レックスがまた現れた時、貴女と共に戦えるかもしれないって考え、私はとても嬉しかった。だから貴女と再会した時は本当にガッカリしたけれど、貴女の傷ついた心を覗き見れて、そんな気持ちは吹き飛んだ。
むしろ、貴女を私が守らなきゃと思えたから。
私は今、とても嬉しいわ。貴女が、私の様な、死ぬことに前向きになった女になっていなくて。貴女を守ることの出来る力が私にあって、その為に力を振るえる。それが何よりも幸せなの』
弥生は遥香を守りたいという願いしか、今は有していないのだ。
自分の命などどうでもいいと、ただ遥香がこれから生きていてくれるだけで嬉しいと、既にその言葉は、想いは、言葉にして、遥香の胸にも、届いている。
かつて、今は亡き父は言った。
『会話をする事で、初めて分かり合う最初の一歩に至れるんだから』と。
弥生はそうして、言葉にして、会話として、分かり合う為に言葉とした。
それに対して、遥香は自分の想いを、願いを、口にしなかった。
なのに、遥香がどうしたいか、なんて伝わる筈もない。
けれど、遥香は認めたくなかったのだ。
「何で弥生ちゃんはそうまでしてアタシを守ってくれんのさ……っ!
この八年、あの子の事を思い出したことはあっても、これから先、会う事も無いかもしれない、それでもいいなんて思ってたアタシの事を、あの子はずっと、考えてくれてたんでしょ?

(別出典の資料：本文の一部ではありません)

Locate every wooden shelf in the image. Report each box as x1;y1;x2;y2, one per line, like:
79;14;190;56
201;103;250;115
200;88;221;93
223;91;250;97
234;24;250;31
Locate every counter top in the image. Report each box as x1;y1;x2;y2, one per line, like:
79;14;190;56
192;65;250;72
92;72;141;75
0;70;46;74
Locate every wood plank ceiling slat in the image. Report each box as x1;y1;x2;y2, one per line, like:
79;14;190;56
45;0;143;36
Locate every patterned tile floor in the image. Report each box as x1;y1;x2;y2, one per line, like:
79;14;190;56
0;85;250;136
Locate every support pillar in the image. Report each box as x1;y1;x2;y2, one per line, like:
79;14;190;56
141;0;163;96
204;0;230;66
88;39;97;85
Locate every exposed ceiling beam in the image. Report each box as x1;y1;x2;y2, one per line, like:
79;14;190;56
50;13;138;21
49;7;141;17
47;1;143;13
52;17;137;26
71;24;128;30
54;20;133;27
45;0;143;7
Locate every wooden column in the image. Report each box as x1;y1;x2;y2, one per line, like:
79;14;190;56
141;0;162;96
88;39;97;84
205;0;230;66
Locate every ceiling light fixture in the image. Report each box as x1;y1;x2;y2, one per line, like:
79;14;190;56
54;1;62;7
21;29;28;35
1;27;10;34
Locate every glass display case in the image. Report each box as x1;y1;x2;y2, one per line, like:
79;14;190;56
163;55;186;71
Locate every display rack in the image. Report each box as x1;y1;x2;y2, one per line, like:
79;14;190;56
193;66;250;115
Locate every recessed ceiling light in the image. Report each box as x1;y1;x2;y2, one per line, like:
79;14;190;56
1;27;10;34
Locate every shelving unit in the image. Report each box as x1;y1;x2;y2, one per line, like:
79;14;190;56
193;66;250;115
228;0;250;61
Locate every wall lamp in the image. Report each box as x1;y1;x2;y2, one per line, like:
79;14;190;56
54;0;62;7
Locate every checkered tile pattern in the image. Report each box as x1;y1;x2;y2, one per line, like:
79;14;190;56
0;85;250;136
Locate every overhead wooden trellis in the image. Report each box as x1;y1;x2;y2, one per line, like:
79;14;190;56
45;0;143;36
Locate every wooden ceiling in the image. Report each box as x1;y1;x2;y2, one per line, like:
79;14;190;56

こんな化粧に塗れて、生きる事すら億劫に感じて、将来なんか、未来なんか見据えてもいないアタシの事を、どうして、どうして弥生ちゃんは……っ!」
誰も答える事なんかない。
その問いには、弥生にしか答えれぬのだから。
この場にいる、如月弥生以外の人間が、答えられるはずもない。
(――本当に分からないの?)
けれど、そんな遥香に、誰かが語り掛けた気がした。
その声が、どこから放たれたか、誰の言葉なのか、それを不思議と遥香は気にしなかった。
ただその声に耳を、意識を傾けるだけの事。